The decision represents a major defeat for the Trump administration five days after the Supreme Court refused to allow the question to be added without further explanation from Census officials. Chief Justice John Roberts sided with the court’s liberal wing last week in a surprising decision that sent the case back lower courts for further review.
It was an instance of the Trump administration suffering serious consequences from another branch of government for being less than truthful. Roberts said in his decision that the Commerce Department’s explanation for including the question was "incongruent with what the record reveals about the agency’s priorities and decision-making process." By delaying resolution of the matter, the high court apparently forced the Census Bureau, which faced a tight deadline, to proceed without the citizenship question.
But it remained uncertain whether the citizenship question might resurface in a digital 2020 questionnaire to be prepared at a later date. Sarah Brannon, an attorney with the American Civil Liberties Union, which represented plaintiffs in a related New York case, said it would likely not. "It is my understanding," she said, "that the paper and digital form must be the same."
In a statement about the administration’s decision to publish the questionnaire without the citizenship question, Ross said, “I respect the Supreme Court but strongly disagree with its ruling regarding my decision to reinstate a citizenship question on the 2020 Census. … My focus, and that of the bureau and the entire department, is to conduct a complete and accurate census.”
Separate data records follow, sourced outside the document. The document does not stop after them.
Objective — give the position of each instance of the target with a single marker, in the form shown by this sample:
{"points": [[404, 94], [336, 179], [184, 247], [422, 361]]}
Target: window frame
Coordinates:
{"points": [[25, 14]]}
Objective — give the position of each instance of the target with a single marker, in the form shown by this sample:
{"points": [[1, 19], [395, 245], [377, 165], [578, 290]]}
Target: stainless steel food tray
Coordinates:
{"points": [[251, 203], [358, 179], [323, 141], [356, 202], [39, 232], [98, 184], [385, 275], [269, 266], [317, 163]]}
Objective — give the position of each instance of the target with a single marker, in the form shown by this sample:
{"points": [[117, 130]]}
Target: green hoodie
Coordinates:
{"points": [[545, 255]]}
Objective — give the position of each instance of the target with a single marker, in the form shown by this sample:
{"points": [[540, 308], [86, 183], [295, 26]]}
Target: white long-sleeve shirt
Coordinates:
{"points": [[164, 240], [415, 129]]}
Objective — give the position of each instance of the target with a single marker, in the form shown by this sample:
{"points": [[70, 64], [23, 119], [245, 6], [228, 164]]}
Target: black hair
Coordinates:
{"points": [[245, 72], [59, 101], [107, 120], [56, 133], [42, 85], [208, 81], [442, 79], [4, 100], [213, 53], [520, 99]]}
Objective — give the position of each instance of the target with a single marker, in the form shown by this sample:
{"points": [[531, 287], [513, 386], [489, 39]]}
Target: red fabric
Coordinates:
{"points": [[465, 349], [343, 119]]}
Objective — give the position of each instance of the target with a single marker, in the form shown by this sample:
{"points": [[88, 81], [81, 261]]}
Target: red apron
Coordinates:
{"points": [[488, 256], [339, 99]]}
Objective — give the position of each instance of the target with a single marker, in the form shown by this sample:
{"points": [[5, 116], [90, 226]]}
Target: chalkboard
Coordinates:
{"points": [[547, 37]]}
The Justice Department said during litigation that the Census Bureau faced a June 30 deadline to finalize printed questionnaires. One Census official later suggested the process could be delayed until the end of October, but that such a move would require "exceptional effort and additional resources."
The decision to proceed with printing questionnaires may signal a detente in the lengthy legal and political battle over adding the question to the 2020 count.
The stakes were particularly high for states with high immigrant populations, like California, where officials warned for months that a citizenship question would fan fears of a government crackdown and suppress response rates. California Attorney General Xavier Becerra sued to block the question’s inclusion, arguing his state would forfeit deserved federal funds.
In a triumphant press conference Tuesday, Becerra said that the decision to nix the question would ensure California gets its share of federal dollars to pay for schools, road repairs and disaster response.
“They made a concession to the truth and quite honestly to the rule of law," Becerra said, adding that "now the census will be free of the contrived attempt to silence so many people."
Following last week’s Supreme Court’s ruling, President Donald Trump thrust the process into uncertainty when he threatened to delay the census.
"Seems totally ridiculous that our government, and indeed Country, cannot ask a basic question of Citizenship in a very expensive, detailed and important Census," Trump tweeted Thursday. “I have asked the lawyers if they can delay the Census, no matter how long,“ he wrote, “until the United States Supreme Court is given additional information from which it can make a final and decisive decision on this very critical matter.“
On Monday, Trump again warned that he might delay the census, saying that the U.S. needed to know “if somebody is a citizen as opposed to an illegal.” (The citizenship question — even if it had been permitted on the census — would not have asked about legal immigration status.)
But the administration backed down Tuesday. News that the questionnaire would be printed without a citizenship question circulated on Twitter after a DOJ attorney confirmed the plan in an email to plaintiffs‘ attorneys.
“We can confirm that the decision has been made to print the 2020 Decennial Census questionnaire without a citizenship question, and that the printer has been instructed to begin the printing process,“ the DOJ attorney wrote.
New York led a coalition of states in one of several lawsuits that argued the question would depress responses in immigrant communities and in turn would lead to lower levels of federal funding and diminished political power.
The federal judge hearing that case, U.S. District Judge Jesse Furman, blocked the addition of the question in January, prompting the Trump administration to press the issue at the Supreme Court.
New York Attorney General Tish James said in a written statement Tuesday that “justice prevailed“ and that efforts would now shift to outreach to ensure all residents are counted.
Jeremy White contributed to this report.